Percentage of population under age 65 without health insurance. The 2023 County Health Rankings used data from 2020 for this measure.
Lack of health insurance coverage is a significant barrier to accessing needed health care and to maintaining financial security. One key finding from the Kaiser Family Foundation report on access to healthcare is that, "Going without coverage can have serious health consequences for the uninsured because they receive less preventative care, and delayed care often results in serious illness or other health problems. Being uninsured can also have serious financial consequences, with many unable to pay their medical bills, resulting in medical debt."1
Data and methods
Small Area Health Insurance Estimates
The US Census Bureau's Small Area Health Insurance Estimates (SAHIE) program produces estimates of health insurance coverage for all states and counties. In July 2005, SAHIE released the first nationwide set of county-level estimates on the number of people without health insurance coverage for all ages and those under 18 years old. SAHIE releases estimates of health insurance coverage by age, sex, race, Hispanic origin, and income categories at the state level and by age, sex, and income categories at the county level.
Key Measure Methods
Uninsured is a percentage
Uninsured is the percentage of the population under age 65 without health insurance coverage. A person is uninsured if they are currently not covered by insurance through a current/former employer or union, purchased from an insurance company, Medicare, Medicaid, Medical Assistance, any kind of government-assistance plan for those with low incomes or disability, TRICARE or other military health care, Indian Health Services, VA, or any other health insurance or health coverage plan.

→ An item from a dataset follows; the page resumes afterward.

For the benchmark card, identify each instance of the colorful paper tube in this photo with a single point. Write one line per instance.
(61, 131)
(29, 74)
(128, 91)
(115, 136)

Uninsured is created using statistical modeling
Our Uninsured measure is based on one year of survey data and is created using complex statistical modeling by The Small Area Health Insurance Estimates. Modeling generates more stable estimates for places with small numbers of residents or populations.
There are also drawbacks to using modeled data. The smaller the population or sample size of a county, the more the estimates are derived from the model itself and the less they are based on the actual rates. Models make statistical assumptions about relationships that may not hold in all cases. Finally, there is no perfect model and each model generally has limitations specific to their methods.
The numerator is the number of people currently uninsured in the county under the age of 65.
The denominator is the number of people in the county under age 65.
Can This Measure Be Used to Track Progress
This measure can be used to track progress with some caveats. Data on all types of insurance plans are combined, making it difficult to drill down the data to see changes in specific types of insurance. In order to better understand and validate modeled estimates, confirming this data with additional sources of data at the local level is particularly valuable.
Finding More Data
Disaggregation means breaking data down into smaller, meaningful subgroups. Disaggregated data are often broken down by characteristics of people or where they live. Disaggregated data can reveal inequalities that are otherwise hidden. These data can be disaggregated by:
- Subcounty Area
We recommend starting with the Small Area Health Insurance Estimates website, which contains information on insurance by race, ethnicity, age, income, and gender for counties. In addition, the Community Health Needs Assessment Report has a variety of data available, including health insurance by gender, age group, race/ethnicity at the county-level, as well as a census-tract level map. These data are available by clicking “view tool,” selecting a location, selecting your indicators (insurance is under Social & Economic Factors), and clicking on reports.
1 Kaiser Family Foundation. The Uninsured: A Primer - Key Facts about Health Insurance and the Uninsured Under the Affordable Care Act. December, 2017.